Reputation: 10193
I need to get the second last word from a string value.
df = spark.createDataFrame([
["sample text 1 AFTEDGH XX"],
["sample text 2 GDHDH ZZ"],
["sample text 3 JEYHEHH YY"],
["sample text 4 QPRYRT EB"],
["sample text 5 KENBFBF XX"]
]).toDF("line")
+--------+
|word |
+--------+
|AFTEDGH |
|GDHDH |
|JEYHEHH |
|QPRYRT |
|KENBFBF |
+--------+
I tried:
df_new = df.withColumn('word', F.split(F.col('line'), ' ')[-2])

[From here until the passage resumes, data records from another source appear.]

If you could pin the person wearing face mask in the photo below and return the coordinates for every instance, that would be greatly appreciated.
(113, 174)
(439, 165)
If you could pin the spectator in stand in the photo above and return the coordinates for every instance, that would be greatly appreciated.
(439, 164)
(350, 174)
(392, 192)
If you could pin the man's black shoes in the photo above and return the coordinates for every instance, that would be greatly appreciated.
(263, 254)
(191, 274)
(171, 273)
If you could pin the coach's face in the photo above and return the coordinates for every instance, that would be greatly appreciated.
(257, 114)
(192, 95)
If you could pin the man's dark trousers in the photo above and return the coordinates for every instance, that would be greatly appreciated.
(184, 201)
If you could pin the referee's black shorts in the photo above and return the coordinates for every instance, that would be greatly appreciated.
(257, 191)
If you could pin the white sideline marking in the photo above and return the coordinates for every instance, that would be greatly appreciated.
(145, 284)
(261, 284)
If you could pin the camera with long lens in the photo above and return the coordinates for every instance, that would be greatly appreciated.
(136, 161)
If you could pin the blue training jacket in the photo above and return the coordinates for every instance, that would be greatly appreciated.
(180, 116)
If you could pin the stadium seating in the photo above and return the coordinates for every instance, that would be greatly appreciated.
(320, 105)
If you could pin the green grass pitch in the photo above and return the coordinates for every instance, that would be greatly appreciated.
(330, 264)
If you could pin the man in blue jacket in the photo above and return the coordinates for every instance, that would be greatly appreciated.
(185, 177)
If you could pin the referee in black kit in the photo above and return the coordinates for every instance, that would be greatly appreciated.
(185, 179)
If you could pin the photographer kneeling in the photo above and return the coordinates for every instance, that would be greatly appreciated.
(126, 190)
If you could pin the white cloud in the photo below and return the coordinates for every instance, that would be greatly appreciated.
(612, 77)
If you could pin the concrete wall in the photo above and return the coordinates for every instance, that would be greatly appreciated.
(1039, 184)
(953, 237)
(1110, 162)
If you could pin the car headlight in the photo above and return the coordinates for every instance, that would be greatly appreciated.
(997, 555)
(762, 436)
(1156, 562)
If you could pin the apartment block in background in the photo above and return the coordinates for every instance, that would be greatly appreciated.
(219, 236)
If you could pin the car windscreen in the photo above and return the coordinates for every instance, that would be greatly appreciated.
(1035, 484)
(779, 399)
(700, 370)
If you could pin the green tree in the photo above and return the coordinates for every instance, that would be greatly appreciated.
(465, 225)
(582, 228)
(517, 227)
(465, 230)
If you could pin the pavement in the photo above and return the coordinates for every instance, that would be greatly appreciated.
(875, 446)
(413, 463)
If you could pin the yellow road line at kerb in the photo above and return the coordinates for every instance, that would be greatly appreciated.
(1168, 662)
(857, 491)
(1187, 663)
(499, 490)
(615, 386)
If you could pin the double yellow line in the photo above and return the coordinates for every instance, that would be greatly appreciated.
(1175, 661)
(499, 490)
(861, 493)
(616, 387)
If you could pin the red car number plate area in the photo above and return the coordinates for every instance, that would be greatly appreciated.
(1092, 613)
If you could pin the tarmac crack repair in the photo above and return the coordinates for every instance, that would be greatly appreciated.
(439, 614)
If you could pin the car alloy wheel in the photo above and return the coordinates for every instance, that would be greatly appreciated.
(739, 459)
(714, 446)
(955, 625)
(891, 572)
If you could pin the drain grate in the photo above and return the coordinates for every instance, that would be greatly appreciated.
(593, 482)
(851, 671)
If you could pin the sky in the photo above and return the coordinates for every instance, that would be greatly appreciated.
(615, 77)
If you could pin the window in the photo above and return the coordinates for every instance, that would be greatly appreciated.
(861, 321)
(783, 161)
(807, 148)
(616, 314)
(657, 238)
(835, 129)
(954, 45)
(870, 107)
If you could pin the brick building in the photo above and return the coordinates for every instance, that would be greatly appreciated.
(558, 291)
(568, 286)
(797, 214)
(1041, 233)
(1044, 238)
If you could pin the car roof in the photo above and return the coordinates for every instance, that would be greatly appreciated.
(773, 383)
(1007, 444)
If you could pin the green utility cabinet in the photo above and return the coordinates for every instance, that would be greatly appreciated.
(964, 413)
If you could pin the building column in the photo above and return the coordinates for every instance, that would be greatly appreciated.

df_new = df.withColumn('word', F.reverse(F.split(F.col('line'), ' '))[-2])
But they return Null
Upvotes: 2
Views: 1518
Reputation: 32650
You can also use substring_index
function :
from pyspark.sql import functions as F
df1 = df.withColumn(
"word",
F.substring_index(F.substring_index("line", " ", -2), " ", 1)
)
df1.show(truncate=False)
#+------------------------+-------+
#|line |word |
#+------------------------+-------+
#|sample text 1 AFTEDGH XX|AFTEDGH|
#|sample text 2 GDHDH ZZ |GDHDH |
#|sample text 3 JEYHEHH YY|JEYHEHH|
#|sample text 4 QPRYRT EB |QPRYRT |
#|sample text 5 KENBFBF XX|KENBFBF|
#+------------------------+-------+
Upvotes: 2
Reputation: 42352
To use negative indices, you can use element_at
:
import pyspark.sql.functions as F
df2 = df.withColumn('word', F.element_at(F.split(F.col('line'), ' '), -2))
df2.show(truncate=False)
+------------------------+-------+
|line |word |
+------------------------+-------+
|sample text 1 AFTEDGH XX|AFTEDGH|
|sample text 2 GDHDH ZZ |GDHDH |
|sample text 3 JEYHEHH YY|JEYHEHH|
|sample text 4 QPRYRT EB |QPRYRT |
|sample text 5 KENBFBF XX|KENBFBF|
+------------------------+-------+
Your second attempt is almost correct - just use a positive index because you have reversed the array already, and remember to subtract 1 from the index as well:
df2 = df.withColumn('word', F.reverse(F.split(F.col('line'), ' '))[1])
Upvotes: 5